En d'autres termes : ce que nous vivons au quotidien, ce qui est considéré comme constitutif de notre activité, serait un dysfonctionnement dangereux pour un salarié normal. 

Je me souviens avoir entendu Mathieu Hamon, un jour, dire de son métier de paysan (qu'il a toujours pratiqué de front avec le chant) que c'était un beau métier à qui l'aimait, mais un enfer intolérable pour qui ne l'aimerait pas. Il en va de même (et il me semble que c'était aussi ce que disait Mathieu dans la même conversation) des métiers d'artiste. Ce sont, pour ainsi dire, des métiers qui coûtent très cher en termes de santé, de vie personnelle, de temps, d'énergie. Nul n'est prêt à payer des sommes folles pour quelque chose qu'il n'estimerait pas très haut. Or s'il y a loin, le plus souvent, entre la félicité rêvée et la récompense réelle – le concert que l'on gère comme on peut avec la mécanique crue du corps, la salle pas toujours pleine, la reconnaissance qui joue à cache-cache – , il y a, en général, la distance inverse entre la difficulté attendue et l'effort à fournir en pratique. Pour qui apprend à aimer le résultat réel, l'effort peut en valoir la peine. Mais il n'en est pas moins grand, avec une part d'imprévisibilité qui ajoute à sa difficulté. 

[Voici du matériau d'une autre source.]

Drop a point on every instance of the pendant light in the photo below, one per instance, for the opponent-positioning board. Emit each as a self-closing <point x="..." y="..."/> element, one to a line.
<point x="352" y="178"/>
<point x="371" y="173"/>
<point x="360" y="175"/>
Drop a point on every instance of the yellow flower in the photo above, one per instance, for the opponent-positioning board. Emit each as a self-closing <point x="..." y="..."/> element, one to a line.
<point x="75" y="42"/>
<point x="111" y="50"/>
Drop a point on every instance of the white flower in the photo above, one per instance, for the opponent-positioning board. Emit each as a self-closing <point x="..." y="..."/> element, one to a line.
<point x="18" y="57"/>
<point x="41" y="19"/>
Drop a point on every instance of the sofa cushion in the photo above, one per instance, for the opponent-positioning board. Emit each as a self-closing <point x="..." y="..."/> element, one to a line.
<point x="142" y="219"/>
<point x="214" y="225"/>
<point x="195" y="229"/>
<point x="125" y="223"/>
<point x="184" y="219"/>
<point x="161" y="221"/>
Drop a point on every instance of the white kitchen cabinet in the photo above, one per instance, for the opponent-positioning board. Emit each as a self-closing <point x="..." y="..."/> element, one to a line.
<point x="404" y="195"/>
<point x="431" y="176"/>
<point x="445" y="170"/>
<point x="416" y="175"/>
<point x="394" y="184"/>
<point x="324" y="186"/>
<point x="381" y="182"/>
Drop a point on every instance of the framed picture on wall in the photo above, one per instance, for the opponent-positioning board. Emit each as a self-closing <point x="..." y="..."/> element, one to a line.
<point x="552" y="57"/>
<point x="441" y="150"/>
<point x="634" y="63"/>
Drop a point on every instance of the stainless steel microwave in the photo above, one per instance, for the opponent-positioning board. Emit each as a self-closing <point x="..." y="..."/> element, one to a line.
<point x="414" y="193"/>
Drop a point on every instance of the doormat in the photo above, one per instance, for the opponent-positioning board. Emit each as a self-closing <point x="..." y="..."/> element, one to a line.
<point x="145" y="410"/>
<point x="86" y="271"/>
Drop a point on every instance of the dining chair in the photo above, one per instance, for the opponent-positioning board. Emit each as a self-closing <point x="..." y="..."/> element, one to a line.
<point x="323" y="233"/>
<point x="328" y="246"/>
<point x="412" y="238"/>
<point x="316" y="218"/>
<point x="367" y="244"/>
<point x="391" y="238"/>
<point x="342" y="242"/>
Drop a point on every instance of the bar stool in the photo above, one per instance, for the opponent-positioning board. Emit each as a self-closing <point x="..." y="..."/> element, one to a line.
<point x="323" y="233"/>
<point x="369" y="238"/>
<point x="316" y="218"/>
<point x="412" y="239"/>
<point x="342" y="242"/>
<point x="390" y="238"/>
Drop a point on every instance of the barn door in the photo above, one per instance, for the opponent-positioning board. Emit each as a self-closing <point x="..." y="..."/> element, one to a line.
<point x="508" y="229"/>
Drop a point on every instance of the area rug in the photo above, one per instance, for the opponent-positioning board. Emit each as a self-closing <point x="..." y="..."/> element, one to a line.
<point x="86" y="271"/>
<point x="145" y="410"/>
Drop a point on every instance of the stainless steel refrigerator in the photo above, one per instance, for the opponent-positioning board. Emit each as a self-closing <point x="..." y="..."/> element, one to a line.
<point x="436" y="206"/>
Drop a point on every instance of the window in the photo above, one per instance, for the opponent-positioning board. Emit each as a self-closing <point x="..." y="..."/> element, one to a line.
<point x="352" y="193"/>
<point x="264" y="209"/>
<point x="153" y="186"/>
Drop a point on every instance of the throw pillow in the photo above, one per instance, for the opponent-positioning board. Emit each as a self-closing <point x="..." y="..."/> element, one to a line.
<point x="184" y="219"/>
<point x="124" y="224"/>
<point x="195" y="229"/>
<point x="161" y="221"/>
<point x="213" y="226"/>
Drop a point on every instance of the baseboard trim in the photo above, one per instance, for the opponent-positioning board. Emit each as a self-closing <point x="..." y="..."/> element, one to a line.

Alors, voilà ma réponse complète : oui, c'est un métier dur. Il y a peu, il m'a mise à genoux. J'entends bien ne laisser personne – ni jeune aspirant, ni décideur, ni commentateur – sous-estimer ses difficultés et ses dangers, que j'espère aussi, désormais, mieux mesurer et mieux gérer. Il est également vrai que tant que j'y trouverai souvent ce que j'ai pu y trouver, je serai une sacrée veinarde… de pouvoir me donner tout ce mal. Ce que nous peinons tant à expliquer, c'est que compensation n'est pas annulation : si vous payez très cher quelque chose, il est à espérer que vous en tirerez un bonheur qui justifiera vos sacrifices ; mais l'ampleur de votre joie ne diminue en rien la réalité de votre dépense.